If we have created an index {"last_name":1, "first_name": 1} on our collection and issue the following query:

db.test_collection.find({“last_name”: “Solomon”})

This query uses index prefix {"last_name": 1} to find the result. IXSCAN will happen here and only last_name key will be examined to fetch the result.

  1. When we are trying to run the query: db.test_collection.find({"first_name": "Sonia"})
    This query is not using any index so there will be a collection scan ie all the documents will be scanned in order to fetch the results. No index key will be scanned here as we do not have any index on first_name field.

Edit: Refer to this documentation link:

Please feel free to reach out if you have any questions.

Kind Regards,
Sonali

1 Like

Thank you for this explanation, but I am not sure you have read the question.
I know, because explained in the lecture how things happen.

I was only making a point that even without having a prefix it should still be possible to use the information available to avoid performing a brute force scan on all the documents.

Is this idea actually applied?
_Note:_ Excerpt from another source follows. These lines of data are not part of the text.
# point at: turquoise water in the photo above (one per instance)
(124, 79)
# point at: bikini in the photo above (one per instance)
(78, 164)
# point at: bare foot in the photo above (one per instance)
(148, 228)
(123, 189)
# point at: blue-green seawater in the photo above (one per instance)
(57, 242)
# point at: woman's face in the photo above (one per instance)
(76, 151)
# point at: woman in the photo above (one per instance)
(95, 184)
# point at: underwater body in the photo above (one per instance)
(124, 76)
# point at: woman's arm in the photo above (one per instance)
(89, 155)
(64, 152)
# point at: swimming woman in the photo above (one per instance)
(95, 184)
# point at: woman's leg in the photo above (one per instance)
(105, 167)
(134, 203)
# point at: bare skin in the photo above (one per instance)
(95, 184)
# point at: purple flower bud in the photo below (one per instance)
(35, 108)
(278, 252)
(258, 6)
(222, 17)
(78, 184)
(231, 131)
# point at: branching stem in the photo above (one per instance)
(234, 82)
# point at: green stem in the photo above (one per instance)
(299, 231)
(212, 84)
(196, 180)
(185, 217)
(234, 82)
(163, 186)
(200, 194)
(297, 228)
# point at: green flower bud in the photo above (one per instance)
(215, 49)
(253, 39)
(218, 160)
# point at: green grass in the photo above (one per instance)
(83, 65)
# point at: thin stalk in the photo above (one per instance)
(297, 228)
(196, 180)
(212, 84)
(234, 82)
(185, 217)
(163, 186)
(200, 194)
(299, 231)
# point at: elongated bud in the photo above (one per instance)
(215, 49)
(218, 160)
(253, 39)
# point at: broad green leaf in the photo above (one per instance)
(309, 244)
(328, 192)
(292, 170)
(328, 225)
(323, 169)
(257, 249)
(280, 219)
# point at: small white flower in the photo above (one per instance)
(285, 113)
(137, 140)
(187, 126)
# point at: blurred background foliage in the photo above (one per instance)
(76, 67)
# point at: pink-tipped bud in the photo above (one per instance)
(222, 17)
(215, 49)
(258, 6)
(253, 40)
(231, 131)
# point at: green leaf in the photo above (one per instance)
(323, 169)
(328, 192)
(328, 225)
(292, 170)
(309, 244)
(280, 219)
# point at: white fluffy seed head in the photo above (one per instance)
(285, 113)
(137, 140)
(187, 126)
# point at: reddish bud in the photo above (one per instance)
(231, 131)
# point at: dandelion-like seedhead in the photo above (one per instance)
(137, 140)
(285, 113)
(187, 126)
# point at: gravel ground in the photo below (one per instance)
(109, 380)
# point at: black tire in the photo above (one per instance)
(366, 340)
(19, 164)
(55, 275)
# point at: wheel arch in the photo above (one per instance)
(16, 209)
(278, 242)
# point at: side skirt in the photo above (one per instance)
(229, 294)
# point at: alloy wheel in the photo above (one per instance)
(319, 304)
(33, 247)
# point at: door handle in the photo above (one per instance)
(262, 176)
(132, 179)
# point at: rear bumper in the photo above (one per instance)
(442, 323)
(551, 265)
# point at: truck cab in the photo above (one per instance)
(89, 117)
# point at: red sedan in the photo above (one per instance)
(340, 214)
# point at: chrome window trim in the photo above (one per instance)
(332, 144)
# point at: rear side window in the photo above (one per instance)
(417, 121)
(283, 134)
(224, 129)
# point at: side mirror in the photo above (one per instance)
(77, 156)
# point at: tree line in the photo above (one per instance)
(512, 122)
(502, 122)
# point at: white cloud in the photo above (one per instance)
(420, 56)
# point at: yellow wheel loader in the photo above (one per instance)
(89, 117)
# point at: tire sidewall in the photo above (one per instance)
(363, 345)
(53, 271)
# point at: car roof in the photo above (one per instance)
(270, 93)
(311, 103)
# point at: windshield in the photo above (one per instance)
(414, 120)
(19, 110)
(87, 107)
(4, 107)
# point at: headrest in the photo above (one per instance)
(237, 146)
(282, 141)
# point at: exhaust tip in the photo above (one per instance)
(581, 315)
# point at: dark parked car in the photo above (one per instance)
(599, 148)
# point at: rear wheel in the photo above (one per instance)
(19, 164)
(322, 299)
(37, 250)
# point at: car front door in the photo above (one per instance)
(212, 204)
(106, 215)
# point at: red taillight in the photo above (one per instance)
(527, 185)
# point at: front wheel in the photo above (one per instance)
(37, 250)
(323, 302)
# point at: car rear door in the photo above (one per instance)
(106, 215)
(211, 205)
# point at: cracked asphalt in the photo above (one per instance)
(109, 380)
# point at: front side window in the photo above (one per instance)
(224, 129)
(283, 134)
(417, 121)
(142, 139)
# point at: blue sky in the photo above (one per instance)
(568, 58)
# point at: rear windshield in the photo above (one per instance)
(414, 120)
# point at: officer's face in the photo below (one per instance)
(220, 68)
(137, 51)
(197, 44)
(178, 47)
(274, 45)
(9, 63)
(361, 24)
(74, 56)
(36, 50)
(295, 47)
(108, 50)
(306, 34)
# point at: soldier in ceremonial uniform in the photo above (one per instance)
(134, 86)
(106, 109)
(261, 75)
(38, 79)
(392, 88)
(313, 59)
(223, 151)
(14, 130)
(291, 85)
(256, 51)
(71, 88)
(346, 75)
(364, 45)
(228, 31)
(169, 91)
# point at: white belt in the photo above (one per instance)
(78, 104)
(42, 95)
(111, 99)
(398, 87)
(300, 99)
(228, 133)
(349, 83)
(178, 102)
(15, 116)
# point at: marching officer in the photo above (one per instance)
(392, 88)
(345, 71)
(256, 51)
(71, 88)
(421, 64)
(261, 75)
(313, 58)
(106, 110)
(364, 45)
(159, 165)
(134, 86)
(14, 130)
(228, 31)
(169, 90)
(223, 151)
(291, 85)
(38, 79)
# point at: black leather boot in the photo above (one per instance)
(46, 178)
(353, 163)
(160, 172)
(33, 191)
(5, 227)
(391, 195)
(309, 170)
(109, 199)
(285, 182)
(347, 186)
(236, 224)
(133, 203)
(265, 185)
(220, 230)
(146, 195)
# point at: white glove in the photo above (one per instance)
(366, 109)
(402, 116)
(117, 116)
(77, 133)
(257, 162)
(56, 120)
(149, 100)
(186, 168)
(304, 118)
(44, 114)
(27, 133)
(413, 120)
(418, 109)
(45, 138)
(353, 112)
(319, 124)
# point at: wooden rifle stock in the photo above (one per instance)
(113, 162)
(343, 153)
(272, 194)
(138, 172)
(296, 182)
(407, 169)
I don’t know.

Not an answer, but I’d like to reformulate your doubt, just to double check we understand it @Michel_Bouchet

Imagine you create an index in firstname, lastname, and the documents of the index collection are:

//document 1
----FN1----
    ----LN1----
    ----LN2----
    ----LN3----
//document 2
----FN2----
    ----LN1----
    ----LN2----
    ----LN3----
// etc...

Each document, has also _id information to fetch the document (in case this is needed).

  • If we look db.coll.find({"first_name": "FN1"}, {"first_name":1,_id:0}) this is a good case scenario: query is covered.

  • If we run db.coll.find({"first_name": "FN1"}) there will be index scan and fetch.

That’s all clear. But…

db.coll.find({"last_name": "LN1"}) , why can’t this return documents with name FN1, FN2.

I just would remind that compound indexes with 32 keys are allowed: programming that flexibility you ask for would be a mess. Also you can expert developers forum.

I see, you may be right; that could be an interesting problem to think about though.

1 Like

Sure it would!

Hello Everybody,

@Michel_Bouchet. @Santiago_Miranda @Sonali_Mamgain

In same lecture, minute 3:36, it is said :

" If your application has two queries and one uses fields that are a subset of the other, you should build an index where one query uses the index prefix and the other uses all fields of the index. "

I’m not sure that I completly inderstund this, if I want to illustrate this by the following :

image

Field 2 is a subset of Field1,
We have to build an Index like showen in picture to have a good performance ratio when searching Field2 by using index prefix which is part of our Index

Thanks to clarify to me

Regards
Otman